Nastro Azzurro addio dopo 44 anni

Cene di pesce e vip in una Trieste d’altri tempi. Il ristoratore Braico: ho fatto il mio
Lasorte Trieste 22/08/11 - Rive, Ristorante Nastro Azzurro
Lasorte Trieste 22/08/11 - Rive, Ristorante Nastro Azzurro

Ha fatto sistemare tavoli, piatti e posate e poi ha salutato i dipendenti, come faceva da oltre 44 anni. Ma non era un arrivederci, bensì un addio. Il “Nastro Azzurro” di Riva Nazario Sauro 12 ha tirato giù i battenti. Finisce così un pezzo di storia della ristorazione triestina che ha visto ritirarsi Guido Braico, dapprima protagonista e poi rassegnato, anche per raggiunti limiti d’età, a farsi da parte. «Ho fatto il mio», dice modestamente, ringraziando i clienti affezionati assieme alla figlia Cristina e calando il sipario su un ristorante che non è retorico definire nei cuori e nella mente di tutti i triestini.

Braico non avrebbe probabilmente mollato. Ma la decisione ha a che fare anche con la scelta del figlio Luca di andare a vivere in Australia con moglie e figli. Con molta amarezza, per uno che in quarantaquattro anni di attività ha visto attraverso i suoi tavoli lo spaccato di una Trieste che cambiava. Gli jugojeans degli anni ’70, con fiumi di miliardi a lambire la città e commercianti che giravano col rotolo delle 100mila lire in tasca, campioni dello sport (Cesare Maldini, per la sua rimpatriata triestina da ct della Nazionale, aveva scelto proprio il locale di Braico), dive in incognito (clamorosa una venuta della divina Joan Collins, complice un manager innamorato di Trieste). E poi Mondaini e Vianello, Silva Koscina, Tieri, Calindri e in tempi più recenti boss del calcio come Galliani e Braida, professionisti e tante famiglie triestine, le più in vista. A metà degli anni ’70, in fondo, non erano poi molti i locali di un certo rango. Andare da “Suban”, per le arrancanti Fiat dell’epoca, costituiva quasi una gita fuori porta. I rampolli d’oro dei benestanti di Opicina non mancavano mai il pranzo domenicale al “Diana” e poi, per il pesce, c’era il “Nastro Azzurro”. Sede prediletta per comunioni, cresime o matrimoni da ricordare, ma anche serate “tete a tete” dove guardare languidamente la partner e l’arredamento allora in gran voga mangiando l’insuperabile risotto con gli scampi o il branzino al sale. Più che un secolo, un’eternità fa. Era epoca di consumi, il pranzo o la cena fuori casa erano la norma e non l’eccezione, si lavorava molto e si guadagnava di più.

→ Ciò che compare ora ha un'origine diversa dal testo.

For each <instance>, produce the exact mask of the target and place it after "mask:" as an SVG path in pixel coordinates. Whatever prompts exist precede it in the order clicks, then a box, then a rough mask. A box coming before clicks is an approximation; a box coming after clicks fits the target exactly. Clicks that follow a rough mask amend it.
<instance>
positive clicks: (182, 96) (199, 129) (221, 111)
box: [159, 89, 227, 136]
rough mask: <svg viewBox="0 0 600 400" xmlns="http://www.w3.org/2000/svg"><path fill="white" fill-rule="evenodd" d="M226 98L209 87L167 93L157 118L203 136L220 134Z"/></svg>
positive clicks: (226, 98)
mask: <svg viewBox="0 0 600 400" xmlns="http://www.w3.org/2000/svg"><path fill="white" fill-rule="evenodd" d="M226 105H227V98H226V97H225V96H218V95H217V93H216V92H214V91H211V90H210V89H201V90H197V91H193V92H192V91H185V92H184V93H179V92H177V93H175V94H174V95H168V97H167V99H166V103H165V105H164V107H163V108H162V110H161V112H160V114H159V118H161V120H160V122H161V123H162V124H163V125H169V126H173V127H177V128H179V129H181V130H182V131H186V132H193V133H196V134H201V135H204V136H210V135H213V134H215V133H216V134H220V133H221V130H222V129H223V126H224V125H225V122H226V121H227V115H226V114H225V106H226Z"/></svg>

Poi venne la crisi, la riduzione del personale, il cambiamento dei costumi. I jeansinari si sono estinti come i dinosauri, le aziende, anche le più grosse, hanno abolito seccamente, anche per i top manager, i rimborsi a piè di lista, le famiglie hanno scoperto che conviene cucinare a casa o andare in sagra, tutti indistintamente, nella lista delle economie, hanno messo il ristorante e finanche la trattoria. Ed è finita un’epoca. Quella attuale, a posti come il “Nastro”, sta decisamente troppo stretta, come un paio di calzoni di trent’anni fa. (f.b.)